Informing public dialogue and debate
Artificial intelligence is no stranger to the media spotlight. Barely a day passes without another story about a new research breakthrough or a fresh risk to society. In the last few weeks alone, we have heard of how AI is now outperforming doctors at detecting breast cancer, of how Facebook is planning to ban AI-powered deepfakes, and of a fresh warning about the police’s use of facial recognition technology.
But how accurate is this media commentary? While much of the reporting on AI gives an honest account of its impact, in too many cases it is prone to hype and speculation, driven more by rumour than evidence. Not only does this prevent policymakers from understanding what is a genuine risk to society, it prevents the public from holding them to account and of confidently voicing their concerns.
This is why the CDEI last year launched a new series of briefing papers. Called Snapshots, these papers aim to bring non-experts up to speed on AI and data-related issues that have recently risen up the media agenda. Their purpose is to separate fact from fiction, point out obvious misconceptions, and suggest areas for further investigation.
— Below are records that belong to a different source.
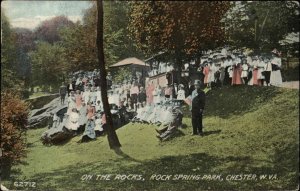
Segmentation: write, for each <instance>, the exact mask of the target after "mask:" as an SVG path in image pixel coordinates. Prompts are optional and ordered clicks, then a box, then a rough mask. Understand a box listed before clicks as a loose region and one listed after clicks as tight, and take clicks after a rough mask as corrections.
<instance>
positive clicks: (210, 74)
mask: <svg viewBox="0 0 300 191" xmlns="http://www.w3.org/2000/svg"><path fill="white" fill-rule="evenodd" d="M216 71H217V69H216V66H215V64H214V63H212V62H210V66H209V73H208V79H207V82H208V84H209V87H211V83H212V82H214V81H215V72H216Z"/></svg>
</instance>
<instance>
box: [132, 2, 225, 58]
mask: <svg viewBox="0 0 300 191" xmlns="http://www.w3.org/2000/svg"><path fill="white" fill-rule="evenodd" d="M228 8H229V2H216V1H214V2H208V1H201V2H197V1H176V2H162V1H151V2H150V1H148V2H145V1H143V2H131V10H130V24H129V30H130V34H131V36H132V38H133V39H134V40H135V41H136V42H137V44H138V47H139V48H140V49H142V50H143V51H144V53H146V54H147V55H148V56H150V55H153V54H156V53H157V52H159V51H163V52H167V54H168V55H169V56H170V58H171V59H173V60H176V59H177V60H178V59H179V60H183V59H192V58H194V57H195V56H197V55H199V54H201V51H202V50H206V49H208V48H214V47H217V46H219V45H221V44H222V43H223V41H224V38H223V37H224V35H223V33H224V32H223V30H222V25H221V23H220V20H221V18H222V17H223V14H224V13H225V12H226V11H227V10H228Z"/></svg>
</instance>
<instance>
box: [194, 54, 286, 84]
mask: <svg viewBox="0 0 300 191" xmlns="http://www.w3.org/2000/svg"><path fill="white" fill-rule="evenodd" d="M281 67H282V63H281V58H280V52H279V51H277V50H276V49H274V50H273V51H272V52H271V55H269V56H264V55H261V56H258V55H252V56H250V55H246V54H245V53H243V52H242V51H227V49H226V48H224V49H222V51H221V52H219V53H218V54H216V53H213V52H208V53H206V55H204V56H203V57H202V58H201V66H200V67H199V68H198V71H200V72H201V73H202V74H201V75H200V80H201V81H202V82H203V83H204V84H205V85H206V86H207V87H211V86H212V84H215V85H218V86H222V85H224V84H230V85H240V84H245V85H258V86H270V85H272V86H279V85H281V84H282V76H281V71H280V70H281Z"/></svg>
In September, we published one of our first Snapshots exploring the use of AI and novel forms of data in personal insurance.
What did the Snapshot say?
The paper argued that data-driven innovation has the potential to reshape the sector for the better. The use of telematics in cars, for example, is already helping to reduce premiums for many drivers, particularly young people who are traditionally seen as a high-risk group. AI-driven insights are also helping customers to learn about and to reduce their own risk exposure. US company Capgemini, for example, combines machine learning software with aerial images of people’s houses to assess the quality of their rooftops – information that can then be channelled to customers to help them spot and repair damage before it worsens.
But the use of AI and novel data has also raised several concerns. Chief among them is the volume of data that insurers are collecting, which may threaten the privacy of customers if not carefully managed. Another is that new algorithmic approaches could result in some people being priced out of insurance, as risk assessments become more precise and previously unseen indicators of risk are revealed for the first time. This could be, for example, a previously undiscovered link between someone’s occupational grouping and their likelihood of falling ill at work.
The challenge is that there is little societal consensus about how the industry should be using this technology. Take the example of social media data. One could reasonably argue that insurers should be prohibited from using data from platforms like Twitter and Facebook to screen out fraudulent claims – a practice that intuitively feels invasive and unnecessary. But were insurers to do so – and were they successful – it could lead to fewer false claims and potentially lower premiums for the vast majority of customers who do play by the rules.
Setting the ground rules, together
So where do we go from here? In the paper, we argue that the only way of overcoming this impasse is for the industry to come together to agree common principles for AI and data use. Not alone and not behind closed doors. But hand-in-hand with the public.
The good news is that we can already see new standards emerging. In 2018, the Chartered Insurance Institute (CII) established a Digital Ethics Forum to bring industry representatives together to identify common concerns and solutions. The following year, the Forum published Digital Ethics: A Companion to the Code of Ethics, which was the first joint industry guidance on the use of data. Several insurers have also set up their own ethics panels, including AXA, whose Data Advisory Panel informs the company’s policy on algorithms and data.
But what is still lacking is meaningful and direct engagement with the public. What do people think about their social media data being used to inform their premiums? How do people feel about insurers purchasing third party data that relates to them? Are people willing to have their behaviour tracked – from their driving habits to their exercise schedules – in return for lower premiums? Where – in short – do the public’s boundaries lie?
So far, your guess is as good as mine.
What happens next?
The CDEI is now busy meeting with interested parties to press home the message. The CII’s Managing Director Keith Richards has done likewise, publicly backing the CDEI’s report, while its Professional Standards Director, Melissa Collett, has highlighted the CDEI’s report in the CII’s Journal and called for more public dialogue. Private conversations with insurers also indicate a growing appetite to agree some ground rules on how data and AI should be deployed.
Fortunately, there is precedent to learn from. In 2001, the insurance industry came together to issue a moratorium on the use of genetic testing data in insurance pricing – an agreement that subsequently turned into a formal code agreed by all members of the Association of British Insurers. This proves that change is possible.
If 2020 is going to be the year that we get serious about ethical principles, as many commentators in the AI and ethics community claim, I can think of few better places to begin than with personal insurance.